Key contact : Dr Annie Hill
Scottish Botanicals Library
The ICBD also hosts the Scottish Botanicals Library, a curated collection of Scottish ingredients used in drinks production. By careful study of how the individual botanicals behave before and after distillation, it is possible to inform producers about how the botanical will perform without requiring lots of trial and error. The information held by the botanical library is expanding to provide safety information on all the botanicals to aid in proving drinks are safe to consume.
Key contacts : Dr Annie Hill and Dr Matthew Pauley
Raw materials and Brewhouse processing
The raw materials being fed into the brewing or distilling process have a key influence on the final product, however research often overlooks this critical aspect of production. Within ICBD research is being carried out into the influence of the raw materials and inital processing on the final product, as well as investigating novel materials and processing technqiues.

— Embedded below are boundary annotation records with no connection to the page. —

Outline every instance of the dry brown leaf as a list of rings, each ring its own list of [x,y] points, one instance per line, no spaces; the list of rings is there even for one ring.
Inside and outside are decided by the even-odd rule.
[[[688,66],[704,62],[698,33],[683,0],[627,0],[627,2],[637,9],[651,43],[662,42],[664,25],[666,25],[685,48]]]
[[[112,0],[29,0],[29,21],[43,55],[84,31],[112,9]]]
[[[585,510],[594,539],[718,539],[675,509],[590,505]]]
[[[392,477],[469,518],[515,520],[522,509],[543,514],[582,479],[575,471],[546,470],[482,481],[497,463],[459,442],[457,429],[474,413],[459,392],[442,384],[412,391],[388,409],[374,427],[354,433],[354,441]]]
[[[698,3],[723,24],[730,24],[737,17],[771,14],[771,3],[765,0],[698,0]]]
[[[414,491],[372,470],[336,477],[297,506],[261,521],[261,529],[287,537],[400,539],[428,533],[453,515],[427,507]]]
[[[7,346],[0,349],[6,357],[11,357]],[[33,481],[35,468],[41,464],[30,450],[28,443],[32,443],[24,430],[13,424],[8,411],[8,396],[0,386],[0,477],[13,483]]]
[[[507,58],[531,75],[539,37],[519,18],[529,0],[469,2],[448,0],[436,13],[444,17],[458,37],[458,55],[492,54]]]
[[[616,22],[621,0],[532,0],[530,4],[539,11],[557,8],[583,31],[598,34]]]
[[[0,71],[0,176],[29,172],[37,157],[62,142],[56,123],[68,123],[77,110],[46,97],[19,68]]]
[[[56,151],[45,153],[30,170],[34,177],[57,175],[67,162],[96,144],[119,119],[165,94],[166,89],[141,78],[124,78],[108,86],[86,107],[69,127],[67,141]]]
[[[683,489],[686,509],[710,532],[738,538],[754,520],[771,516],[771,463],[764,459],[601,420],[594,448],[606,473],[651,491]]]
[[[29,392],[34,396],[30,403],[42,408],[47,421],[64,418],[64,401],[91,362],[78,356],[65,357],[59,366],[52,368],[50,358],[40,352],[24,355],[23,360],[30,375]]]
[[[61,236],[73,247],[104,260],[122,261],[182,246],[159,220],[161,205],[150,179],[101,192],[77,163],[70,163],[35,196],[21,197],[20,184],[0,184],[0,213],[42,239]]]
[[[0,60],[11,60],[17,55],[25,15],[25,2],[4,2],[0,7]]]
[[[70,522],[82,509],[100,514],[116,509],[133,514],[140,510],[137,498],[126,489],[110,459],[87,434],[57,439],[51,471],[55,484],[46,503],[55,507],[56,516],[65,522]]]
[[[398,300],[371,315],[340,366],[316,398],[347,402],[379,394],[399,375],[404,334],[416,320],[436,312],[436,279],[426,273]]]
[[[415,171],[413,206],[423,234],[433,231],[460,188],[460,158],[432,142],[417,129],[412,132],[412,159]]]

Key contact : Dr Calum Holmes
Whisky and Brewery by-products
Both brewing and distilling produce large quantities of natural by products which have traditionally been used for animal feed, fertiliser or waste. However there are many useful bioproducts which can be better utalised while simultaneously creating a more sustainable process and potentially deriving more value from by-products. Research within ICBD develops novel techniques to process and separate valuable products, and scale these up to technqiues suitable for use at commerical scales.
Key contact : Dr Jane White
Yeast, fermentation and beer quality
Yeast is an essential component in beer fermentation, however there is still much to be understood and optimised in order to efficiently produce high quality and stable beer. Research is underway to investigate dehydration and rehydration of yeast used in brewing and the impact this has on the final product.